O projeto foi orçado em R $720 mil por ano e já teve parecer positivo do vereador Uriel Pereira, que é o presidente da Comissão de Orçamento da Câmara, durante a audiência pública, que se comprometeu em aprovar a emenda para o ano que vem.
Casos de sucesso
Durante a audiência, muitos depoimentos foram compartilhados demonstrando a eficácia do medicamento. Um desses depoimentos foi da Ludmila, mãe de uma criança de 5 anos diagnosticada com autismo. “Ele faz uso há 5 meses e a experiência está sendo incrível. Ele melhorou bastante a concentração, principalmente na escola. Está sendo maravilhoso o resultado”, contou.
Outro depoimento foi do Lúcio, que contou a história do seu filho mais novo, de 28 anos, diagnosticado com autismo e síndrome de down. Recentemente ele abandonou os medicamentos e hoje tem qualidade de vida.
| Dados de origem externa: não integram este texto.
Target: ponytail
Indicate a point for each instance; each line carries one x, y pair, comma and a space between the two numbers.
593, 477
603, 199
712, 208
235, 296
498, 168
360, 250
“Leandro foi tranquilo até a adolescência, mas mudou muito o comportamento no decorrer dos anos, e foi aí que começamos a procurar psicólogos e psiquiatras. A medicação é um desafio para os médicos, muitos têm contraindicações. Desde que começou a usar o óleo da cannabis, ele não toma nenhuma outra medicação”, contou
Dominique é outra mãe de autista que viu o uso do óleo de forma positiva. O filho de cinco anos deixou de ter compulsão alimentar e melhorou na forma de se expressar. “Ele se expressa melhor, está mais concertado, presta atenção no que eu estou dizendo, é uma nova criança”, compartilhou.
Mãe de uma criança de 5 anos e quatro meses com transtorno de atenção da fala, o tratamento trouxe melhorias para o filho de Lola. “Ele tinha muita ansiedade, gritava muito e agora está mais calmo, já sabe o abecedário, os números de 1 a 10, interage mais” disse.
Fernandes, de 59 anos, foi diagnosticada há 2 anos com pastoriza astrofísica, doença que causa dor nas articulações. “Há 7 meses venho fazendo tratamento com cannabis e acompanhada por um reumatologista, as dores melhoraram 90%, voltei ao mercado de trabalho, tenho melhor noite de sono e me alimento melhor”, celebrou.